The arrival at Summerhill of the best racing representative of Seattle Slew’s sire line ever to set foot on this continent, in the form of A P ARROW, revives memories of his famous grandfather. The very sale at which Seattle Slew was acquired is underway in America right now. We recall the fact Seattle Slew remains the only one of eleven American Triple Crown winners to have been sold at public auction. The Thoroughbred Daily News tells this story.
In history, only a select few horses have made it to the G1 Belmont Stakes following wins in the G1 Kentucky Derby and G1 Preakness Stakes, with a chance to sweep racing’s Triple Crown. Of those, even fewer - 11 to be exact - have swept the cherished Triple. Only one of them has ever been offered and sold at public auction.

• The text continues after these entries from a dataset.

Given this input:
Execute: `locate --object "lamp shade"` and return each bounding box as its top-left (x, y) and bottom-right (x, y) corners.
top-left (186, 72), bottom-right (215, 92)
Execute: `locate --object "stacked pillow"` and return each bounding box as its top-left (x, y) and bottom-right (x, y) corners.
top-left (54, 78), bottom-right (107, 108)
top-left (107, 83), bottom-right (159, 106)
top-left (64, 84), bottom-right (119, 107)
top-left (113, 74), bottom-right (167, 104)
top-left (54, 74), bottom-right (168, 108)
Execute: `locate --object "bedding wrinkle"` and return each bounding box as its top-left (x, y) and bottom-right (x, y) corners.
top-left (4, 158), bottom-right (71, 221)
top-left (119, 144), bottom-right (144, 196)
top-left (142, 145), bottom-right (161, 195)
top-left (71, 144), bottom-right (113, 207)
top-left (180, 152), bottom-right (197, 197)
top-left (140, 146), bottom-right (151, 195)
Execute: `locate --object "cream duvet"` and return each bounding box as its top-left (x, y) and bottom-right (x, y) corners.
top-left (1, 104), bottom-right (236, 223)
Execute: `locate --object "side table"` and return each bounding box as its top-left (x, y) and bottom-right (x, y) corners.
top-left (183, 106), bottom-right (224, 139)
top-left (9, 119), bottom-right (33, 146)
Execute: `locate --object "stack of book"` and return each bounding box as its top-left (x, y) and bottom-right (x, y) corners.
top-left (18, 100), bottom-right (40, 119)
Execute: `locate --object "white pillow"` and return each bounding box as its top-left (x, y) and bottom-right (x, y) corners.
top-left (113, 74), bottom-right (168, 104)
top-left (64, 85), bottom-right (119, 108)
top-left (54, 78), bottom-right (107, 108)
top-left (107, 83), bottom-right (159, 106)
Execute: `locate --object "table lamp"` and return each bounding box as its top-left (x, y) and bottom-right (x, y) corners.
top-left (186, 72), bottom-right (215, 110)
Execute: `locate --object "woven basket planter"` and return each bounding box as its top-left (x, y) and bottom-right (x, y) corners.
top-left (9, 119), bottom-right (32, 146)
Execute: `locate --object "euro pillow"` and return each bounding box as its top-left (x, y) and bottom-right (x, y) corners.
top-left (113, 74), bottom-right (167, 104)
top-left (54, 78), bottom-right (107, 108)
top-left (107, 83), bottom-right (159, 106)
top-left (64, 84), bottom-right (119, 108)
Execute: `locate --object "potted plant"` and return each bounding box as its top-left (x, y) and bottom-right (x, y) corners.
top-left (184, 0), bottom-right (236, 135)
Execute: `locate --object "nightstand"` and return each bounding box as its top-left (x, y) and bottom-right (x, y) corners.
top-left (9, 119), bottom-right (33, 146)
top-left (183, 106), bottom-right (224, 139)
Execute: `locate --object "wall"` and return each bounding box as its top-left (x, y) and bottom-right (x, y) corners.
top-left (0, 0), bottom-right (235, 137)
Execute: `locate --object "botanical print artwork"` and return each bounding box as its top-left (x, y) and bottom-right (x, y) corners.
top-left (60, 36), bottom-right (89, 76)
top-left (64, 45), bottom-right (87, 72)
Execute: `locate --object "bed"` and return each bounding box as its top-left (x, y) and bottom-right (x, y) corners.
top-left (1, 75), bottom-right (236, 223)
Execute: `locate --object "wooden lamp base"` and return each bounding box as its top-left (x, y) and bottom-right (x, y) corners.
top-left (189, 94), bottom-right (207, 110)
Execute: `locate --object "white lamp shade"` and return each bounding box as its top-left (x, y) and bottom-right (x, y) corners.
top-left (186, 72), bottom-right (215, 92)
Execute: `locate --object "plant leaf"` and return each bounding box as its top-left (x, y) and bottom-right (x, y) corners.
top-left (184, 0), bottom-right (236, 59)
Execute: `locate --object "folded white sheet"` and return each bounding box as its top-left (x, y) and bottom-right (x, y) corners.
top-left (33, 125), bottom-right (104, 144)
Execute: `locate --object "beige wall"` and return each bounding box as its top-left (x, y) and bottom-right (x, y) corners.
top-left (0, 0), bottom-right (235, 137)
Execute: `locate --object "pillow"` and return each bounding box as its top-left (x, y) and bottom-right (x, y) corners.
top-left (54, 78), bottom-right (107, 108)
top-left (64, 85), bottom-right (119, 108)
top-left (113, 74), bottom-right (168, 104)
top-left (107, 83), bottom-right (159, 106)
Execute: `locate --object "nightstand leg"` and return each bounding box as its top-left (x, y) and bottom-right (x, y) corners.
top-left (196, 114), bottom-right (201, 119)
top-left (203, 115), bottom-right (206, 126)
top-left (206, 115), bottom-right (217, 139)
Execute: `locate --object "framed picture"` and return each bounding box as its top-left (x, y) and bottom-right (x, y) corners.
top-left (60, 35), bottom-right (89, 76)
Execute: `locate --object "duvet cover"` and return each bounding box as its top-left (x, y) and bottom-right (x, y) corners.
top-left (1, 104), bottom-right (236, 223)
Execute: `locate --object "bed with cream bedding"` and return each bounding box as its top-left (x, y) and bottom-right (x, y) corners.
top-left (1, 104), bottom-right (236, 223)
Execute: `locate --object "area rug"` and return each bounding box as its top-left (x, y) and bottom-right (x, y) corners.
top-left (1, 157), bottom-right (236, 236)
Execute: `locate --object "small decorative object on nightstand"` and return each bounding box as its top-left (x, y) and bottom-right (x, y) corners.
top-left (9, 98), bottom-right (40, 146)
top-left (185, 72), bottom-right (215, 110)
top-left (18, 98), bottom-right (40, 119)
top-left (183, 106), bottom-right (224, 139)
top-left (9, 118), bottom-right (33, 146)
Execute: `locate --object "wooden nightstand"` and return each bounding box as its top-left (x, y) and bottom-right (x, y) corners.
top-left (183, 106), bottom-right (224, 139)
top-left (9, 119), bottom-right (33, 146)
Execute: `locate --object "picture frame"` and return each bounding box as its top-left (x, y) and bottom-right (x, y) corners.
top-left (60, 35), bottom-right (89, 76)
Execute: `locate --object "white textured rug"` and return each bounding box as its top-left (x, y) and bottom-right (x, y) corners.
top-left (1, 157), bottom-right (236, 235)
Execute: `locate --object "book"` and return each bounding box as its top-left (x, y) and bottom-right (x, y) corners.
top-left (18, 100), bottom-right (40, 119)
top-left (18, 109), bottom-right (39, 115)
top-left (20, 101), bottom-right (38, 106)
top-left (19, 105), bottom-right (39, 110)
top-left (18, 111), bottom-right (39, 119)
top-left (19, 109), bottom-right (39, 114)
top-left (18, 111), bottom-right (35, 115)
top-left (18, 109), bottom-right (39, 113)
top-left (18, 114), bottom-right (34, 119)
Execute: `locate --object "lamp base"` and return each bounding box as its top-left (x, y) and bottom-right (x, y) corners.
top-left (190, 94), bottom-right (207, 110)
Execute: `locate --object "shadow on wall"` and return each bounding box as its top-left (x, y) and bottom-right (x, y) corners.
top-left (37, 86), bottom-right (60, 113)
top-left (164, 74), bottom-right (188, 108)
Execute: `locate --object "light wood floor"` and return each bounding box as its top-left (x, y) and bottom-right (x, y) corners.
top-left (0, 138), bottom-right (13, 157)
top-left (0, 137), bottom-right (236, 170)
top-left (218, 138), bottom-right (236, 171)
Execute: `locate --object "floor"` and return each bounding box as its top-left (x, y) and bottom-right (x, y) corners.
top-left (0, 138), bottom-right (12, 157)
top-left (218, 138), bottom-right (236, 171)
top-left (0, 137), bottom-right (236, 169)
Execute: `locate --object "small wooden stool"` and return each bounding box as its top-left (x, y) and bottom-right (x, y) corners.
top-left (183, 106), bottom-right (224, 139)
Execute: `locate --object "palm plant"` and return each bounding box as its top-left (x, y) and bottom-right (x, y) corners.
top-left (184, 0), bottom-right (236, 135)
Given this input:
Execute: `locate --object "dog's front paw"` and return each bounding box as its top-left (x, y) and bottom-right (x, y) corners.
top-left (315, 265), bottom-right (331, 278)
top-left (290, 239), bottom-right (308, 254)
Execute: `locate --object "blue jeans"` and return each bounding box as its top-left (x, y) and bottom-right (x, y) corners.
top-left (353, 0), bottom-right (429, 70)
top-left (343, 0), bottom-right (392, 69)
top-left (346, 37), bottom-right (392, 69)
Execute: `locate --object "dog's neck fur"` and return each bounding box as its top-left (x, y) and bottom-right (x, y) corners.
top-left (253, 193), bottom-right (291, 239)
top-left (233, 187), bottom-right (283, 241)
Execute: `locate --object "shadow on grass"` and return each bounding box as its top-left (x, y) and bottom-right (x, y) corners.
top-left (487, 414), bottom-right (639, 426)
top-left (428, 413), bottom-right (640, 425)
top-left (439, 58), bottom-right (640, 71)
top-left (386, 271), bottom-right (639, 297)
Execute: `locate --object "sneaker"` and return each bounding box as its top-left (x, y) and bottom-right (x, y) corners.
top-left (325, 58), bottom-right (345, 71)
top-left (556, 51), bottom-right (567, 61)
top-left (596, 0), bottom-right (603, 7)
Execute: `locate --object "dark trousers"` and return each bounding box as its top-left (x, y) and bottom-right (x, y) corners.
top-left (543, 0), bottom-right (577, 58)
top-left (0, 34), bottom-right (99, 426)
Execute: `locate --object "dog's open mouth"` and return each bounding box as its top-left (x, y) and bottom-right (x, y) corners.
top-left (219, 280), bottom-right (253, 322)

That honour resides with 1977 Triple Crown hero Seattle Slew.
In the market for an early developing two-year-old to win Sunland Park’s Riley Allison Futurity, one of the richest juvenile races at the time, Karen and Mickey Taylor came upon a colt in the July catalogue that looked like he had the potential to fit the bill.
“My husband, Mickey, looked at the whole catalogue before he went to that year’s sale”, recalled Karen Taylor. “He dog-eared hip 128, a colt by Bold Reasoning out of My Charmer”.
“We liked Bold Reasoning because he was a relatively new sire, and the colt was a first foal out of the mare, and we really like first foals,” Karen continued. “We thought the colt would have plenty of speed from his sire.”
While the dark bay appeared to have plenty of potential on paper, the Taylors didn’t shy away from the fact that both the colt’s sire and dam were, at that time, still unproven. When it came to selecting young horses, the Taylors opted to focus on the physical element over the pedigree. And what was the Taylors’s impression the first time they saw hip 128 led out for inspection?
“The first time we met him, he didn’t just walk out of his stall, he burst out with energy and fire,” recalled Karen. “He had pizzazz, he was on his toes and he gave you this eye, that he had until the day he died, that would stop you in your tracks. Everybody noticed his eye. They always talk about the ‘eye of eagles” in a horse, and Slew had it. He had an eye that just could look into your soul.”
While the youngster had plenty of personality and charisma, certain aspects of his physical appearance caused many to look elsewhere. But not the Taylors. “He was well muscled, but he also had a very straight hind leg and, since Mickey was into Quarter Horses, that didn’t deter us,” explained Karen. Mickey added, “His straight leg probably turned off 90 percent of the people, because at that time, people thought a straight leg was just for sprinters. He was a big reason that many changed their philosophy about those types of horses. In fact, A.P. Indy [by Seattle Slew] also has a very straight hind leg, and he went on to win the Belmont Stakes, too.”
But despite Slew’s conformational shortcomings, Karen was instantly sold on the big, awkward colt. “I liked him because he had short cannon bones and short pasterns,” Karen explained. “He turned out slightly in his right front, but he walked straight through it and had a terrific stride, so that didn’t bother us. I just fell in love with him the first time I saw him”.
“When we went to see Slew, Paul told us we were the only people who came back to look at him again,” said Karen. “In fact, we must have gone back five times. We had to go back several times, because he would always dance around and was on his toes”.
Mickey recalled, with vivid clarity, the moment Seattle Slew walked into the Fasig-Tipton pavilion the afternoon of July 19, 1975. On that occasion, Fasig-Tipton’s John Finney was the announcer, while Ralph Retler served as the auctioneer. “We were sitting on the left side of the pavilion, in about the eighth or ninth row, on fold-out chairs,” Mickey remarked. “There was only one other bidder—we could have been bidding against the reserve or the owner. I bid $15,500, then there was another bid from the other side, and I went to $16,500. To tell you the truth, I was probably going to stop at $15,500, but Karen gave me the elbow.” Karen quickly interjected, “I gave him two elbows. I was pretty determined to get him.”